13
votes

I'm trying to have an anonymous function return multiple columns in the j argument of a data.table. Here's an example:

## sample data
tmpdt <- data.table(a = c(rep("a", 5), rep("b", 5)),
                    b = c(rep("f", 3), rep("r", 7)),
                    c = 1:10,
                    d = 21:30)
tmpdt[c %in% c(2,4), c := NA]

## this works fine
tmpdt[ , list(testout =
                (function(x) {
                    model <- lm(c ~ d, x)
                    residuals(model)
                })(.SD)),
      by = a]

## but I want to return a data.frame from the
## anonymous function

tmpdt[ , list(testout =
                (function(x) {
                    model <- lm(c ~ d, x)
                    tmpresid <- residuals(model)
                    tmpvalue <- x$b[as.numeric(names(tmpresid))]
                    data.frame(tmpvalue, tmpresid)
                })(.SD)),
      by = a]

The second version doesn't work because the function returns a data.frame instead of just a vector. Is there any way to make this work without writing the function call outside of the data.table j argument?

2

2 Answers

18
votes

You don't need an anonymous functions - you can have whatever expression you want wrapped in { } (anonymous body) in j.

tmpdt[, {
          model <- lm(c ~ d, .SD)
          tmpresid <- residuals(model)
          tmpvalue <- b[as.numeric(names(tmpresid))]
          list(tmpvalue, tmpresid) # every element of the list becomes a column in result
        }
      , by = a]

Some documentation on the use of anonymous body { } in j:

  1. Comment in Examples in ?data.table:

anonymous lambda in j: j accepts any valid expression. TO REMEMBER: every element of the list becomes a column in result.

  1. data.table FAQ 2.8 What are the scoping rules for j expressions?

No anonymous function is passed to j. Instead, an anonymous body [{ }] is passed to j [...] Some programming languages call this a lambda.
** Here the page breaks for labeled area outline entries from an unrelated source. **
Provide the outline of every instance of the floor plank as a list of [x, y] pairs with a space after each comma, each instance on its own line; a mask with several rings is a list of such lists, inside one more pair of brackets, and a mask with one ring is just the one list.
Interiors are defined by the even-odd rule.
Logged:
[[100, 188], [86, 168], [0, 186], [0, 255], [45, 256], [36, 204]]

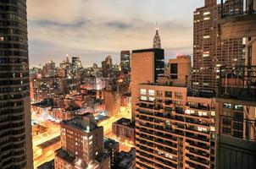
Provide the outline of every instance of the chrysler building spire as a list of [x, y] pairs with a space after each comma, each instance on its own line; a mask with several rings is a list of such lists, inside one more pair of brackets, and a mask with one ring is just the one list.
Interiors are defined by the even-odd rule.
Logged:
[[157, 22], [157, 25], [156, 25], [156, 34], [155, 34], [154, 38], [153, 38], [153, 47], [157, 48], [157, 49], [161, 48], [161, 39], [160, 39], [160, 36], [159, 35], [159, 23], [158, 22]]

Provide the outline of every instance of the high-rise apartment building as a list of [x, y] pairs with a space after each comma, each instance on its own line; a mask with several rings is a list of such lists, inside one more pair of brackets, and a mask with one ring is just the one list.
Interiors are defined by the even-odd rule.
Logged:
[[79, 57], [72, 57], [72, 68], [75, 69], [81, 68], [81, 62]]
[[189, 86], [191, 80], [191, 57], [178, 55], [176, 58], [169, 59], [167, 75], [171, 84], [180, 86]]
[[109, 156], [103, 152], [103, 128], [97, 125], [92, 114], [63, 121], [55, 169], [110, 168]]
[[130, 68], [130, 51], [121, 52], [121, 69], [123, 73], [128, 74], [131, 70]]
[[217, 4], [205, 0], [204, 7], [194, 12], [192, 88], [201, 93], [215, 95], [219, 67], [236, 66], [242, 62], [242, 38], [220, 39], [221, 7], [237, 5], [234, 1]]
[[103, 68], [103, 78], [107, 78], [109, 76], [110, 69], [112, 68], [112, 58], [111, 56], [106, 57], [104, 61], [102, 62], [102, 68]]
[[215, 168], [215, 100], [159, 83], [138, 91], [136, 167]]
[[131, 58], [131, 114], [134, 120], [136, 104], [138, 101], [138, 84], [154, 83], [164, 75], [164, 52], [163, 49], [132, 51]]
[[[221, 6], [226, 2], [221, 1]], [[245, 65], [220, 68], [217, 168], [256, 168], [256, 1], [221, 10], [221, 38], [246, 38]], [[238, 8], [237, 8], [238, 6]]]
[[26, 0], [0, 1], [0, 168], [33, 168]]
[[153, 48], [161, 49], [161, 39], [160, 39], [160, 36], [159, 36], [159, 34], [158, 23], [157, 23], [157, 27], [156, 27], [156, 34], [153, 37]]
  1. Blog post by Andrew Brooks on the use of { } in j: Suppressing intermediate output with {}
0
votes

Just realized the issue right after I did it. No need to have a list:

tmpdt[,(function(x) {
                    model <- lm(c~d,x)
                    tmpresid <- residuals(model)
                    tmpvalue <- x$b[as.numeric(names(tmpresid))]
                    data.frame(tmpvalue,tmpresid)
                })(.SD)),
      by=a]